Fast water chutes are great habitat for trout to set up residence around. Most of them provide everything a trout needs to survive, and fly fisherman should take the time to fish them because they almost always hold fish. Fast water chutes provide overhead cover that trout can quickly utilize by swimming into the chute if they feel threatened. The well defined current from the chute also acts as a food conveyor belt, supplying trout with a constant trickle of food 24/7. Furthermore, the turbulent waters created by chutes increase oxygen levels in the surrounding waters, and this is an added bonus and reason for trout to set up shop in and around chutes in streams and rivers. Lastly, chutes generally offer feeding lanes on each side that trout can take advantage of to feed effortlessly. These are the edges of the chute, where the fast and slow water come together and meet. Trout often gravitate towards the edges because it requires less energy to hold there, it’s very close to the conveyor belt of food and extremely close to their fast water overhead cover. Focus on drifting your flies along the edges of the chute first. After you’ve fish the edges, then work your flies through the main current of the chute.

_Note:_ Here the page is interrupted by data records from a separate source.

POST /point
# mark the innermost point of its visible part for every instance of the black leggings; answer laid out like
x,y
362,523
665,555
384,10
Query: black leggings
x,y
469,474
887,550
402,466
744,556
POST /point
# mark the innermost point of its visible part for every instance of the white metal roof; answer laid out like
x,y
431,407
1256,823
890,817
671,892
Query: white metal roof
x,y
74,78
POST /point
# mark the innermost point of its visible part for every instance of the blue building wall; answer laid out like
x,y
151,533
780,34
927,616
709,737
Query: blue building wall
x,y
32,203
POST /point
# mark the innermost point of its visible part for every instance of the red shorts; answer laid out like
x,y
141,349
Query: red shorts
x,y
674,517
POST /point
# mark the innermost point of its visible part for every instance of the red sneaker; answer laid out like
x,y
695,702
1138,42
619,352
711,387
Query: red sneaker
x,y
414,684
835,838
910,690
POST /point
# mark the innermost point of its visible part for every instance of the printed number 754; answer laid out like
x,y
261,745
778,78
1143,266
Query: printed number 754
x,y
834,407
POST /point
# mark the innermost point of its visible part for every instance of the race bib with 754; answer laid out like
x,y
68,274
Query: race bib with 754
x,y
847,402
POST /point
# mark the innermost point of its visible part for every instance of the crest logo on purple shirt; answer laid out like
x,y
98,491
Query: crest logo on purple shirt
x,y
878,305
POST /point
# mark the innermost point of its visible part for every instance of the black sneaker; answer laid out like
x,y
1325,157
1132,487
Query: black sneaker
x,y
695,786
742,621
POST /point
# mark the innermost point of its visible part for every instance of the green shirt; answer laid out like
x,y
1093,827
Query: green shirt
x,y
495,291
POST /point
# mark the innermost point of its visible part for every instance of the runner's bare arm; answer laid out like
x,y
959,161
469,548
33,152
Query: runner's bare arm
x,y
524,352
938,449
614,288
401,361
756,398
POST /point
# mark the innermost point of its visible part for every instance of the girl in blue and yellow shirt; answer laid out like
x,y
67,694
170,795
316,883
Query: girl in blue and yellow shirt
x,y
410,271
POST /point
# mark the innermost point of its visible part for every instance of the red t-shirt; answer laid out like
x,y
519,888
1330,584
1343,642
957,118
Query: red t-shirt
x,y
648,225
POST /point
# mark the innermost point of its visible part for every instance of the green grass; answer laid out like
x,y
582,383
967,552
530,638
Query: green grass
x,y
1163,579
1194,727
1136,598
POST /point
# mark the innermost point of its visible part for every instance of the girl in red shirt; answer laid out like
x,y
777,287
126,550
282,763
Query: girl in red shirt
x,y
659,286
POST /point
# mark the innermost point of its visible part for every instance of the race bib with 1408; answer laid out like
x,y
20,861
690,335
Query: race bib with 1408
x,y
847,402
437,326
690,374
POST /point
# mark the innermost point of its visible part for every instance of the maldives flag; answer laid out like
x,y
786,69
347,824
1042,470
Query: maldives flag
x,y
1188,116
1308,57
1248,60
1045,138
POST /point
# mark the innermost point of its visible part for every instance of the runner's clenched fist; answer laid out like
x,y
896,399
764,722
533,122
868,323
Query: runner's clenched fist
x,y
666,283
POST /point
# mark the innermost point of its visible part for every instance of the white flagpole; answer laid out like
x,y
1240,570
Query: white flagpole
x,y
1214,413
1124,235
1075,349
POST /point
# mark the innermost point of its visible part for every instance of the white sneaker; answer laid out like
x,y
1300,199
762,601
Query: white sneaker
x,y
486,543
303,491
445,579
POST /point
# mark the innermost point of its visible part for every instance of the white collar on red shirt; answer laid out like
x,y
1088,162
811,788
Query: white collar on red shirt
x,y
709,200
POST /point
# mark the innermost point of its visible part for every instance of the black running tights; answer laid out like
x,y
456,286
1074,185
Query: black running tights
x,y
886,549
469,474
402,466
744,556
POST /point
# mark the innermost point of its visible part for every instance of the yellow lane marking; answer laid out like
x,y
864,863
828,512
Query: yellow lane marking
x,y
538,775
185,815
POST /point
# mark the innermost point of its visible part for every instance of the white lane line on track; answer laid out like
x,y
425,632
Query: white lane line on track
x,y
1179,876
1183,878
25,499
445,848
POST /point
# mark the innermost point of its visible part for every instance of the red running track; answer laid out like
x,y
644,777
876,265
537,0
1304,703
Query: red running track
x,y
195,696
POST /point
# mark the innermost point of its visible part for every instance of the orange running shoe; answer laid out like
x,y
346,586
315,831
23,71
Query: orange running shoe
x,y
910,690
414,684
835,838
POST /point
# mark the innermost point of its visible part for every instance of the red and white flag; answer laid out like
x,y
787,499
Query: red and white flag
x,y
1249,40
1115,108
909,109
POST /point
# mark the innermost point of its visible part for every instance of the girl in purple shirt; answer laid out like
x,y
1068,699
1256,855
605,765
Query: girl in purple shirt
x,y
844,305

There are multiple ways for anglers to fly fish fast water chutes, but most of the time, I find it most effective to wade to the sides of the chutes, and fly fish perpendicular to them. Doing so, it gives me better control of my drifting flies and improves my line management. Positioning to the side of a chute also improves my stealth, because I’m able to present my flies in front of the trout with just my leader, keeping my fly line out of sight. It also allows me to work with the current when drifting my flies, instead of fighting against it.

Check out the video below that demonstrates how I prefer to fish fast water chutes.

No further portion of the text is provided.